The next S&P/ASX 200 rebalancing is in December, with the S&P/ASX 300 due in March, according to S&P Dow Jones Indices, which didn’t respond to a request for comment on thresholds for inclusion.
The superannuation funds have recently become a focus for Wall Street bankers seeking to gain access to their growing pools of capital. Workers in the country contribute 11% of their earnings to these pension funds and that threshold is rising to 12%. The funds, in turn, have been looking for new areas to generate returns.

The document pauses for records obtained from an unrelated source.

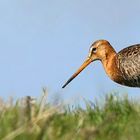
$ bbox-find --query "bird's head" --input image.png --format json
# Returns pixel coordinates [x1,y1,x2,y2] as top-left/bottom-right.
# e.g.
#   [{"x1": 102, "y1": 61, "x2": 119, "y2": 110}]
[{"x1": 62, "y1": 40, "x2": 114, "y2": 88}]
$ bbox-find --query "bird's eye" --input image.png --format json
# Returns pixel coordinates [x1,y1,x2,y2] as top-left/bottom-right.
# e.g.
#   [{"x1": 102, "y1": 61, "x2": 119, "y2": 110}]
[{"x1": 92, "y1": 48, "x2": 97, "y2": 53}]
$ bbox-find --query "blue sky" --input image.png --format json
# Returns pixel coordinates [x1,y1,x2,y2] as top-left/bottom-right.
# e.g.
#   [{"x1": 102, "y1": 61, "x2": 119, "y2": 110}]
[{"x1": 0, "y1": 0, "x2": 140, "y2": 100}]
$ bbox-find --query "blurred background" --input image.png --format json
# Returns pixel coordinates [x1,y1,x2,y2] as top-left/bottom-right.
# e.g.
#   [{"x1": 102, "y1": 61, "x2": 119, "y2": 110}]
[{"x1": 0, "y1": 0, "x2": 140, "y2": 100}]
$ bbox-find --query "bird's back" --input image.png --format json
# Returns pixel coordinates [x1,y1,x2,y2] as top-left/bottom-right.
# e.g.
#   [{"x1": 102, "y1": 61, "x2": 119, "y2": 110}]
[{"x1": 117, "y1": 44, "x2": 140, "y2": 87}]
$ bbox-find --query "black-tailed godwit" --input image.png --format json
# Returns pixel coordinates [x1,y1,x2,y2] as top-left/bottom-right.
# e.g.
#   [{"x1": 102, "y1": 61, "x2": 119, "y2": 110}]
[{"x1": 62, "y1": 40, "x2": 140, "y2": 88}]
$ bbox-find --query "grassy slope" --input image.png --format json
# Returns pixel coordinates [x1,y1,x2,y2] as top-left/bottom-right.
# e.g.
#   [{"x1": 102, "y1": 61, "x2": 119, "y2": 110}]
[{"x1": 0, "y1": 92, "x2": 140, "y2": 140}]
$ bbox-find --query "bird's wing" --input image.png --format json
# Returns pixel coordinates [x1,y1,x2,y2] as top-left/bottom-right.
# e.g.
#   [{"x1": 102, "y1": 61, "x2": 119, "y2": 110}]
[{"x1": 118, "y1": 44, "x2": 140, "y2": 86}]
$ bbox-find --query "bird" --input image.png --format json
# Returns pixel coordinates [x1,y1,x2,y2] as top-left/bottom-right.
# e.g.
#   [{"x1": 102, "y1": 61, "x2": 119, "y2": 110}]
[{"x1": 62, "y1": 39, "x2": 140, "y2": 88}]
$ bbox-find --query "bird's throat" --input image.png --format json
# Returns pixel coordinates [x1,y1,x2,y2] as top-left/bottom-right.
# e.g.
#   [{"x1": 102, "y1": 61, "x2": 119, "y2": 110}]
[{"x1": 102, "y1": 52, "x2": 123, "y2": 84}]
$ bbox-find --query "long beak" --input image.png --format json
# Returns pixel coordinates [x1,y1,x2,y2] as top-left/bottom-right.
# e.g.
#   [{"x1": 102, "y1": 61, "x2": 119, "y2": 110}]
[{"x1": 62, "y1": 58, "x2": 92, "y2": 88}]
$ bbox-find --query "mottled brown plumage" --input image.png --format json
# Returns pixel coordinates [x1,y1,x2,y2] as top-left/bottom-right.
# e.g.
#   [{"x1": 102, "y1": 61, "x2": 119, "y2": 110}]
[{"x1": 63, "y1": 40, "x2": 140, "y2": 88}]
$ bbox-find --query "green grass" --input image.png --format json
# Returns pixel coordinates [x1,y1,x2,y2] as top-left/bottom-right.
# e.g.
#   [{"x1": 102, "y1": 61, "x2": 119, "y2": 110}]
[{"x1": 0, "y1": 93, "x2": 140, "y2": 140}]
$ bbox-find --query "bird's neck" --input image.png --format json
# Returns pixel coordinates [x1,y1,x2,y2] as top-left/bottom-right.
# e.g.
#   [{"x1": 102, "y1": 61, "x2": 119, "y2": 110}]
[{"x1": 102, "y1": 50, "x2": 123, "y2": 84}]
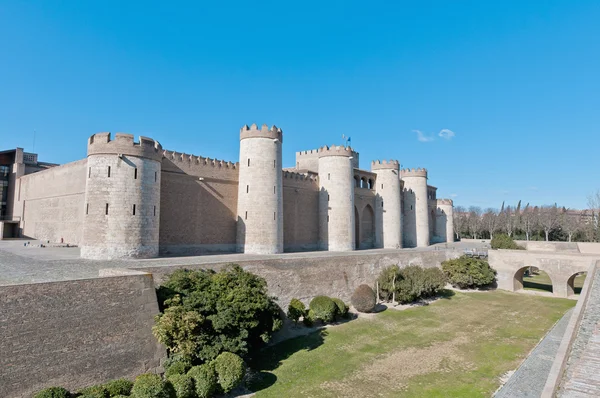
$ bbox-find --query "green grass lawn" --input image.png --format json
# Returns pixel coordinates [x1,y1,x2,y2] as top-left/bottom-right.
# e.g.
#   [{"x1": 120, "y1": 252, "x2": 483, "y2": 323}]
[
  {"x1": 253, "y1": 291, "x2": 575, "y2": 398},
  {"x1": 523, "y1": 270, "x2": 585, "y2": 294}
]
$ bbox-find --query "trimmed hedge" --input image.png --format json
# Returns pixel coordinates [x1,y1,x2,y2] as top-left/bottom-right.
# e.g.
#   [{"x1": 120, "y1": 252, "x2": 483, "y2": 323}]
[
  {"x1": 213, "y1": 352, "x2": 246, "y2": 393},
  {"x1": 287, "y1": 298, "x2": 306, "y2": 323},
  {"x1": 187, "y1": 363, "x2": 218, "y2": 398},
  {"x1": 165, "y1": 361, "x2": 191, "y2": 379},
  {"x1": 350, "y1": 285, "x2": 377, "y2": 312},
  {"x1": 490, "y1": 234, "x2": 525, "y2": 250},
  {"x1": 442, "y1": 256, "x2": 496, "y2": 289},
  {"x1": 33, "y1": 387, "x2": 71, "y2": 398},
  {"x1": 77, "y1": 385, "x2": 110, "y2": 398},
  {"x1": 169, "y1": 374, "x2": 197, "y2": 398},
  {"x1": 332, "y1": 297, "x2": 348, "y2": 318},
  {"x1": 131, "y1": 373, "x2": 172, "y2": 398},
  {"x1": 104, "y1": 379, "x2": 133, "y2": 398},
  {"x1": 309, "y1": 296, "x2": 338, "y2": 323}
]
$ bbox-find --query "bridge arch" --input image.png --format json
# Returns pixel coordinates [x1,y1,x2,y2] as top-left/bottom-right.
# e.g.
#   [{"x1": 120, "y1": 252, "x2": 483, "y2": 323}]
[{"x1": 567, "y1": 272, "x2": 587, "y2": 296}]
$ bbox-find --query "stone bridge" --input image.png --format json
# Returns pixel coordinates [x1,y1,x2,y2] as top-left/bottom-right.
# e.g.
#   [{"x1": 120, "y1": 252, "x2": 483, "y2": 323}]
[{"x1": 488, "y1": 247, "x2": 600, "y2": 297}]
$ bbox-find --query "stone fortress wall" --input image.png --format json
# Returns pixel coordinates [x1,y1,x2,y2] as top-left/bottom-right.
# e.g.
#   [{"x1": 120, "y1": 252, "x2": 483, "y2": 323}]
[
  {"x1": 0, "y1": 270, "x2": 166, "y2": 397},
  {"x1": 7, "y1": 124, "x2": 453, "y2": 259}
]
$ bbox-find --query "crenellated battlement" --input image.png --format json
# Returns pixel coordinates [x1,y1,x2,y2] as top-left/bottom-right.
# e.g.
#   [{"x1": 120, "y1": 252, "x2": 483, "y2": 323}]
[
  {"x1": 401, "y1": 168, "x2": 427, "y2": 178},
  {"x1": 282, "y1": 170, "x2": 317, "y2": 183},
  {"x1": 296, "y1": 149, "x2": 319, "y2": 157},
  {"x1": 240, "y1": 123, "x2": 283, "y2": 143},
  {"x1": 318, "y1": 145, "x2": 357, "y2": 158},
  {"x1": 437, "y1": 199, "x2": 454, "y2": 206},
  {"x1": 88, "y1": 133, "x2": 163, "y2": 161},
  {"x1": 371, "y1": 159, "x2": 400, "y2": 171},
  {"x1": 163, "y1": 150, "x2": 239, "y2": 180},
  {"x1": 163, "y1": 151, "x2": 239, "y2": 169}
]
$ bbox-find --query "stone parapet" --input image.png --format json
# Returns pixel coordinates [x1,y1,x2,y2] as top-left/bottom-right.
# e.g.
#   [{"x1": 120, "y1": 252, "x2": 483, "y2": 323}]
[
  {"x1": 240, "y1": 124, "x2": 283, "y2": 142},
  {"x1": 88, "y1": 133, "x2": 163, "y2": 162},
  {"x1": 371, "y1": 160, "x2": 400, "y2": 171}
]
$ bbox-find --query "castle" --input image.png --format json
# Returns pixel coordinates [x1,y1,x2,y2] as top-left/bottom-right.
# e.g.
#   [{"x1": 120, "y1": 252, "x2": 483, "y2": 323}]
[{"x1": 0, "y1": 124, "x2": 454, "y2": 259}]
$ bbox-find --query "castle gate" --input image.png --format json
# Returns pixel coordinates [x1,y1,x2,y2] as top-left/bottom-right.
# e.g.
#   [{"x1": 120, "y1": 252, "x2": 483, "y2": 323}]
[{"x1": 488, "y1": 250, "x2": 600, "y2": 297}]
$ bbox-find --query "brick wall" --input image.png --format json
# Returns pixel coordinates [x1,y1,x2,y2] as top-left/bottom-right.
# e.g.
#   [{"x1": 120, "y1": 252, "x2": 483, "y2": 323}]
[{"x1": 0, "y1": 270, "x2": 165, "y2": 398}]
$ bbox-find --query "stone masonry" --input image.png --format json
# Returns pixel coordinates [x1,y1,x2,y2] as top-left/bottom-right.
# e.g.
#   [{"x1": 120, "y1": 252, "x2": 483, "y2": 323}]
[{"x1": 2, "y1": 124, "x2": 453, "y2": 259}]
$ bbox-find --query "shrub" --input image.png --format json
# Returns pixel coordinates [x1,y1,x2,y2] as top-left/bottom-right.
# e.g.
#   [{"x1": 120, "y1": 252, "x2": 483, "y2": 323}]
[
  {"x1": 332, "y1": 297, "x2": 348, "y2": 318},
  {"x1": 302, "y1": 310, "x2": 315, "y2": 327},
  {"x1": 213, "y1": 352, "x2": 246, "y2": 393},
  {"x1": 33, "y1": 387, "x2": 71, "y2": 398},
  {"x1": 287, "y1": 298, "x2": 306, "y2": 323},
  {"x1": 421, "y1": 267, "x2": 446, "y2": 297},
  {"x1": 490, "y1": 234, "x2": 525, "y2": 250},
  {"x1": 104, "y1": 379, "x2": 133, "y2": 397},
  {"x1": 377, "y1": 265, "x2": 400, "y2": 301},
  {"x1": 442, "y1": 256, "x2": 496, "y2": 289},
  {"x1": 188, "y1": 363, "x2": 217, "y2": 398},
  {"x1": 131, "y1": 373, "x2": 176, "y2": 398},
  {"x1": 308, "y1": 296, "x2": 337, "y2": 323},
  {"x1": 165, "y1": 361, "x2": 192, "y2": 379},
  {"x1": 157, "y1": 265, "x2": 282, "y2": 363},
  {"x1": 77, "y1": 385, "x2": 110, "y2": 398},
  {"x1": 169, "y1": 374, "x2": 198, "y2": 398},
  {"x1": 350, "y1": 285, "x2": 377, "y2": 312}
]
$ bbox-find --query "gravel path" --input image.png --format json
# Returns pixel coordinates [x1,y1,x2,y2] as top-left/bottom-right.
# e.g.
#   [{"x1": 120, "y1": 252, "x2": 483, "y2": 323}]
[{"x1": 494, "y1": 309, "x2": 573, "y2": 398}]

“The demand really is unrelenting because it’s just a constant inflow of capital,” NexGen’s McPherson said.
NexGen has lined up non-binding interest for $1 billion of debt financing for its Rook 1 project and has C$350 million ($255 million) in cash, putting it in a position to cover the estimated C$1.3-billion capital cost. However, McPherson said the company will take the next six to 12 months to “create the most optimal capital stack — which could involve no more equity or could involve some equity.”
Given inflationary pressures in recent years, PI Financial analyst Chris Thompson says he expects costs may rise above the current estimate, and could require an additional C$300 million to fund the mine. “All of this is going to catalyze the need for a capital raise,” Thompson said. NexGen looking to Australia is logical as the market is familiar with mining companies, from early stage to producing projects.
Miners top the list of materials stocks that account for about a quarter of the S&P/ASX 200 and S&P/ASX 300 indexes, the biggest sector after financials in the benchmarks. That far exceeds the group’s 12% weighting in Canada’s S&P/TSX Composite and the less than 3% in the S&P 500.
NexGen’s McPherson said an Australian listing made sense for the company because it already had an Aussie investor base and Chief Executive Officer Leigh Curyer is Australian. The company does not intend to list anywhere else now that its goal of S&P/ASX 300 inclusion is in sight, he said.
“I think we’re done now,” McPherson said.